Hint: Add this to run a job using the reservation queue

#SBATCH --reservation=YOUR_RESERVATION

Hint: Add this to run a job using the debug queue

#SBATCH --partition=debug
#SBATCH --qos=debug

numsection CUDA Hello World

Hint: Ask for an interactive node using:

mnsh -k -g 1 
task: Create and run a CUDA Hello World in a CPU of an interactive node of MinoTauro.
task: Create and run a Hello World in a GPU of an interactive node of MinoTauro.

numsection Data movement between host and device

task: Based in the example of ”A simple kernel to add two integers” presented in theory class, create a code that adds two arrays. You can use the following code that perform array summation on the CPU and modify it to perform array summation on the GPU.
#include <stdlib.h>
#include <time.h>
void sumArraysOnHost(float *A, float *B, float *C, const int N)
{
    int idx;
    for (idx = 0; idx < N; idx++)
    {
        C[idx] = A[idx] + B[idx];
    }
}
void initialData(float *ip, int size)
{
    // generate different seed for random number
    time_t t;
    srand((unsigned) time(&t));

    int i
    for (i = 0; i < size; i++)
    {
        ip[i] = (float)(rand() & 0xFF) / 10.0f;
    }
    return;
}

int main(int argc, char **argv)
{
    int nElem = 1024;
    size_t nBytes = nElem * sizeof(float);

    float *h_A, *h_B, *h_C;
    h_A = (float *)malloc(nBytes);
    h_B = (float *)malloc(nBytes);
    h_C = (float *)malloc(nBytes);

    initialData(h_A, nElem);
    initialData(h_B, nElem);

    sumArraysOnHost(h_A, h_B, h_C, nElem);

    free(h_A);
    free(h_B);
    free(h_C);

    return(0);
}

Some help:

//Memory allocation:
float *d_A, *d_B, *d_C;
cudaMalloc((float**)&d_A, nBytes);
cudaMalloc((float**)&d_B, nBytes);
cudaMalloc((float**)&d_C, nBytes);

// Transfer the data from the CPU memory to the GPU global memory
cudaMemcpy(d_A, h_A, nBytes, cudaMemcpyHostToDevice);
cudaMemcpy(d_B, h_B, nBytes, cudaMemcpyHostToDevice);

// with the parameter cudaMemcpyHostToDevice specifying the transfer direction.

//Copy the result from the GPU memory back to the host:
cudaMemcpy(gpuRef, d_C, nBytes, cudaMemcpyDeviceToHost);

// Release the memory used on the GPU
cudaFree(d_A);
cudaFree(d_B);
cudaFree(d_C);
}

numsection Organizing Threads

task: Create and run a CUDA program with a thread hierarchy structure with 2D grid containing 2D blocks, that display the dimensionality of a thread block and grid from the host host side and device side.

numsection Summiting jobs at MinoTauro

task: Use the mnsubmit Batch system to run a Hello World in a CPU or GPU.
task: Use the mnsubmit Batch system to run the case study matrix multiplication presented in theory class.

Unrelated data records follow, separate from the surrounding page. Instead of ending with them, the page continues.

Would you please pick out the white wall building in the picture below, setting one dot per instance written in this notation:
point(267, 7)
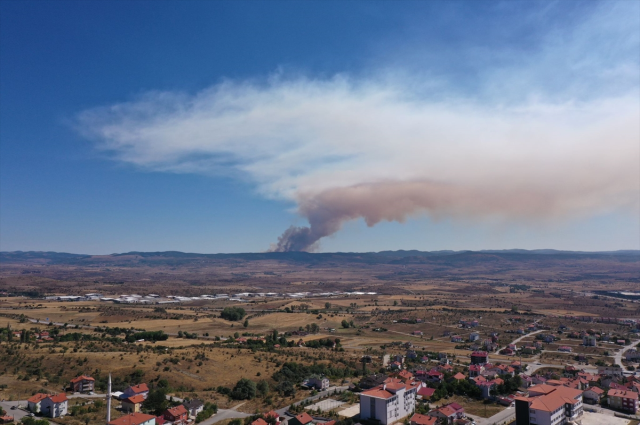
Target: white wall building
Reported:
point(388, 403)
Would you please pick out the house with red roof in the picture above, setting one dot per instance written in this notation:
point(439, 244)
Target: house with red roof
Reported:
point(33, 403)
point(593, 395)
point(623, 400)
point(177, 415)
point(82, 384)
point(479, 357)
point(140, 389)
point(418, 419)
point(549, 405)
point(132, 404)
point(54, 406)
point(425, 393)
point(134, 419)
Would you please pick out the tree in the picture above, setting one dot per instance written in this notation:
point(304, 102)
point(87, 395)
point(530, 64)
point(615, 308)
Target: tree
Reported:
point(233, 313)
point(245, 389)
point(263, 388)
point(156, 402)
point(286, 388)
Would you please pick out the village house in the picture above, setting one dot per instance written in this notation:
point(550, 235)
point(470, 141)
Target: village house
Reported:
point(389, 402)
point(177, 415)
point(134, 419)
point(141, 389)
point(193, 407)
point(418, 419)
point(34, 403)
point(54, 406)
point(623, 400)
point(549, 405)
point(318, 382)
point(132, 404)
point(82, 384)
point(593, 395)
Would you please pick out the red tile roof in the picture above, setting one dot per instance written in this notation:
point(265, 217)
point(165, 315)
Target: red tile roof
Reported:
point(139, 388)
point(82, 378)
point(304, 418)
point(426, 391)
point(176, 411)
point(135, 399)
point(423, 419)
point(38, 398)
point(58, 398)
point(623, 394)
point(132, 419)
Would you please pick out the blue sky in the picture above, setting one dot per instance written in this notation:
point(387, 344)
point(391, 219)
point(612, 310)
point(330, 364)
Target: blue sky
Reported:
point(214, 126)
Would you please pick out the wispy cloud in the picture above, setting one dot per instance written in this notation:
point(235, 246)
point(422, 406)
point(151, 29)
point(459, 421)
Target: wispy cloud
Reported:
point(382, 148)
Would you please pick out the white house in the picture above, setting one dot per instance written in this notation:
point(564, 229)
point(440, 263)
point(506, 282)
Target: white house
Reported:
point(34, 403)
point(388, 403)
point(141, 389)
point(54, 406)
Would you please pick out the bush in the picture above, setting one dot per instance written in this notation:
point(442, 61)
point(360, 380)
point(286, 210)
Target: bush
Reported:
point(233, 313)
point(245, 389)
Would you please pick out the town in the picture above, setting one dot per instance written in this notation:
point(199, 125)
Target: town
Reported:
point(336, 358)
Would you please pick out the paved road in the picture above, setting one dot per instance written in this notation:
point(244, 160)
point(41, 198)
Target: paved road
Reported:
point(515, 341)
point(499, 418)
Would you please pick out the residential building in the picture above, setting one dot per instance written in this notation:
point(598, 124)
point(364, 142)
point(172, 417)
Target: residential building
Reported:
point(54, 406)
point(33, 404)
point(623, 400)
point(193, 407)
point(318, 382)
point(592, 395)
point(132, 404)
point(388, 403)
point(134, 419)
point(82, 384)
point(549, 405)
point(141, 389)
point(177, 415)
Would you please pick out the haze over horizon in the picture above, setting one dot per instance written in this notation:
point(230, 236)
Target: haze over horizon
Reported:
point(244, 127)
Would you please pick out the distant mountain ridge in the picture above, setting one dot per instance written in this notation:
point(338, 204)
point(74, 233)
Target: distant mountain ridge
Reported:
point(400, 256)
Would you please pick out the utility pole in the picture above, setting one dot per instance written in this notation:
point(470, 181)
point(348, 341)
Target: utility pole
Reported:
point(109, 400)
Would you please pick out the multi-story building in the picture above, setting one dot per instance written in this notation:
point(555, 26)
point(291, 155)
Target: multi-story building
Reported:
point(54, 406)
point(623, 400)
point(549, 405)
point(389, 402)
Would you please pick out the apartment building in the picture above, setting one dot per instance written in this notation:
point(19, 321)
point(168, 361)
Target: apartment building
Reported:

numsection Timing the kernel

task: Using gettimeofday measure the previous matrix multiplication example.
task: Use the NVIDIA profiler nvprof to measure the previous matrix multiplication example.
task: Use CUDA events to measure the previous matrix multiplication example.
task: Compare the results obtained in the previous 3 tasks.

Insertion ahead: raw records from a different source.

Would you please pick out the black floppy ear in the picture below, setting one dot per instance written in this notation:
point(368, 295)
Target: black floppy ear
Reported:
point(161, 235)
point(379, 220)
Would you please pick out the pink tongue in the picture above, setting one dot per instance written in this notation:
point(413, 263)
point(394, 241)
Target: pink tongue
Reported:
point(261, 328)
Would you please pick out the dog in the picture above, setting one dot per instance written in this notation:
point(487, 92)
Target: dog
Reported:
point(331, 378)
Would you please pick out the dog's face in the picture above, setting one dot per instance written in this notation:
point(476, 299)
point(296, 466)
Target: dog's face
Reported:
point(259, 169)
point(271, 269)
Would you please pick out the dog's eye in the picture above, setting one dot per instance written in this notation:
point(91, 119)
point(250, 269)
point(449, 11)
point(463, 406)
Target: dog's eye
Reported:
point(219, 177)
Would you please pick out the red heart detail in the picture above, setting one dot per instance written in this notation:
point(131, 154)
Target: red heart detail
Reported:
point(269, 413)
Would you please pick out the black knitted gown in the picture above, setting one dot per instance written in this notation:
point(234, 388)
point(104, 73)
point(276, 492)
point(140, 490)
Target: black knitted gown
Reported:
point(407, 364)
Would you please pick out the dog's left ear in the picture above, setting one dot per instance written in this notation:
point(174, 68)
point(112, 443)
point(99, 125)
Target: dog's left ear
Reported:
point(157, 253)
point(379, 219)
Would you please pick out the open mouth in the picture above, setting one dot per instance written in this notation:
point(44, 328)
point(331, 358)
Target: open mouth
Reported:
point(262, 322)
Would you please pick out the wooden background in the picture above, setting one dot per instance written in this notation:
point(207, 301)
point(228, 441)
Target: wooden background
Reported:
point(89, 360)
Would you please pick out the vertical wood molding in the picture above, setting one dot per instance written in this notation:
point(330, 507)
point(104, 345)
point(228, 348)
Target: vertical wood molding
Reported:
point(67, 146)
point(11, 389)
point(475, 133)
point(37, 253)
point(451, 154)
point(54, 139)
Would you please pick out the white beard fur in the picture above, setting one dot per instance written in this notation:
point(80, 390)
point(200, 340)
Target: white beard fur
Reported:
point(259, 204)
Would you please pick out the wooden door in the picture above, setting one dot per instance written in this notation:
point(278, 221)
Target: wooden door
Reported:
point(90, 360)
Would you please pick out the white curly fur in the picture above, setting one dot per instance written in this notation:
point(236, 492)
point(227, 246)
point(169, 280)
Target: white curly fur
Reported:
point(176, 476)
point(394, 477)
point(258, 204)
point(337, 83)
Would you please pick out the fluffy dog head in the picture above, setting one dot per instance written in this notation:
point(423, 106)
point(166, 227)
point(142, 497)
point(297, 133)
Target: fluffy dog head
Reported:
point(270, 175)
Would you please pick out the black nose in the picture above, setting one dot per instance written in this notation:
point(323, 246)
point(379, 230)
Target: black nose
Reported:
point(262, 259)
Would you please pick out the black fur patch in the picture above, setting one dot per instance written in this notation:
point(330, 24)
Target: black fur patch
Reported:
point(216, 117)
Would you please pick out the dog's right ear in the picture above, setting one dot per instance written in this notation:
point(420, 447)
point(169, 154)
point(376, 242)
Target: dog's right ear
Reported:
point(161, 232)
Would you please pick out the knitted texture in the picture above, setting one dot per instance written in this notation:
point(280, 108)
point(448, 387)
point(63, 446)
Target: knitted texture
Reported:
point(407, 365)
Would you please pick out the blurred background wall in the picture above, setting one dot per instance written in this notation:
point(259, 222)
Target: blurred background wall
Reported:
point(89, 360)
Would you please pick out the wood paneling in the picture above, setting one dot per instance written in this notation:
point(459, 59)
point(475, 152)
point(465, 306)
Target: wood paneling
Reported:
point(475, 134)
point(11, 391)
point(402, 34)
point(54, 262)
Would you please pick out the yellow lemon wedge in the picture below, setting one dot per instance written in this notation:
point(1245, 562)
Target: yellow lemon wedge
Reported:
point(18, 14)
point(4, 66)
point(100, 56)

numsection Timing the kernel

task: Build a testbed based on the previous matrix multiplication example to evaluate the scalability of the algorithm in MinoTauro. Consider different values for the matrix size parameter, the block size and grid size. Discuss with the teacher during lab session your experimental design before starting the executions. example.